その事件で多くの人が死に、多くの人が消え去り、多くの人が嘆き、絶望した。俺もその犠牲者の一人だったのだ。
「ニャハハ、絶望に喘ぐ少年か。なかなかの悲劇を味わったようだね」
声がかすれたころ、そして意識が薄れいく、最後の瞬間。今でも覚えている耳障りな声が聞こえた。そしてそれと同時に防護服を被ったような人の影が視界を遮っていく。
「今、我々は救助の名目で、いきのいい人材を探している。君は果たしてどうなるかな?」
「あ、……あ」
俺はそれを最後に意識を完全に失った。
ま、その後は、目覚めると病院の中だったよ。俺はその時に駆け付けた妙な組織に助けられたようだった。

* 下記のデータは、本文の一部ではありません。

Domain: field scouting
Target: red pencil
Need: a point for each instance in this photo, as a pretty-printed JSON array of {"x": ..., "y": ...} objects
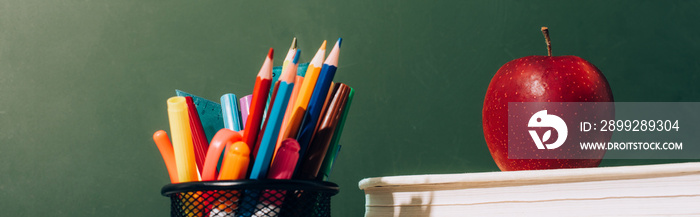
[
  {"x": 257, "y": 106},
  {"x": 199, "y": 139}
]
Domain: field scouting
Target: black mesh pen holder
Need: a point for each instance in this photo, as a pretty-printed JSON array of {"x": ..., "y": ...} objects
[{"x": 237, "y": 198}]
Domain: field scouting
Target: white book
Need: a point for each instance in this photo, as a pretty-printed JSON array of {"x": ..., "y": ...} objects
[{"x": 651, "y": 190}]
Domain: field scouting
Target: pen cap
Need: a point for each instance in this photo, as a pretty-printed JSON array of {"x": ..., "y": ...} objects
[{"x": 182, "y": 139}]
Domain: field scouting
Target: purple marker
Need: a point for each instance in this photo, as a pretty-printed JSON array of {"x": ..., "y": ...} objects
[{"x": 245, "y": 107}]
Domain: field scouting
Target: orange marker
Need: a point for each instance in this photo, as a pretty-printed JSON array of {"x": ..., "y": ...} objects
[
  {"x": 220, "y": 140},
  {"x": 235, "y": 164},
  {"x": 166, "y": 150},
  {"x": 182, "y": 140}
]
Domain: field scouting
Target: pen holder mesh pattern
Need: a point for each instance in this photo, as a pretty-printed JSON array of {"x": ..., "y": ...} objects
[{"x": 251, "y": 198}]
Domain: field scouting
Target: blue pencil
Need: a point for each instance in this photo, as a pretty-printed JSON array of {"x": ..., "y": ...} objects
[
  {"x": 325, "y": 77},
  {"x": 271, "y": 133}
]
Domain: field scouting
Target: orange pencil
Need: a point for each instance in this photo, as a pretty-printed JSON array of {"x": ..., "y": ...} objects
[
  {"x": 166, "y": 150},
  {"x": 257, "y": 106},
  {"x": 302, "y": 100}
]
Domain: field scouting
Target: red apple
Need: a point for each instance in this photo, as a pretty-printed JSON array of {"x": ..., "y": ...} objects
[{"x": 539, "y": 79}]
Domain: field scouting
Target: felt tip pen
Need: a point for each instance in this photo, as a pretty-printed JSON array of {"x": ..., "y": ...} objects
[
  {"x": 230, "y": 112},
  {"x": 183, "y": 148},
  {"x": 269, "y": 140},
  {"x": 199, "y": 138},
  {"x": 308, "y": 124},
  {"x": 166, "y": 150},
  {"x": 245, "y": 108},
  {"x": 312, "y": 160},
  {"x": 223, "y": 137},
  {"x": 285, "y": 161},
  {"x": 235, "y": 164}
]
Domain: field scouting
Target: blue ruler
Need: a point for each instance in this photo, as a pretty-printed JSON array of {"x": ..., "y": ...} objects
[{"x": 209, "y": 113}]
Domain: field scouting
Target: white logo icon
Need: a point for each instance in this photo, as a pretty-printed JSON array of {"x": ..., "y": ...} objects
[{"x": 542, "y": 119}]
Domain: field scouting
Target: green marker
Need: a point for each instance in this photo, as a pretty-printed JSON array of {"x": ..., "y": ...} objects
[{"x": 334, "y": 148}]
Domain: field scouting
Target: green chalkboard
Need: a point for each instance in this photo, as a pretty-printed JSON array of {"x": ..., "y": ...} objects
[{"x": 83, "y": 84}]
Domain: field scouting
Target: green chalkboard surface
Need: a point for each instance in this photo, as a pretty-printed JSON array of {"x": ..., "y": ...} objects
[{"x": 83, "y": 84}]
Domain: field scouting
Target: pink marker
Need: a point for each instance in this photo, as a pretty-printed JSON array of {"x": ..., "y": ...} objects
[
  {"x": 245, "y": 107},
  {"x": 286, "y": 160}
]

当然ながら父も母も、そして渦の中に消えたトワの姿も無かったが。
そして俺は紆余曲折を経て、トワを探すためにその妙な組織へと入ることになった。次元トンネルにより起こる弊害を解決する組織にな。
まぁその後、その組織を裏切り、開発されていた武器も奪い去ることになるのだが、それはまた別の話だ。
今、語ったのは、俺の身に起こったどうしようもなく理不尽でマヌケな昔話さ。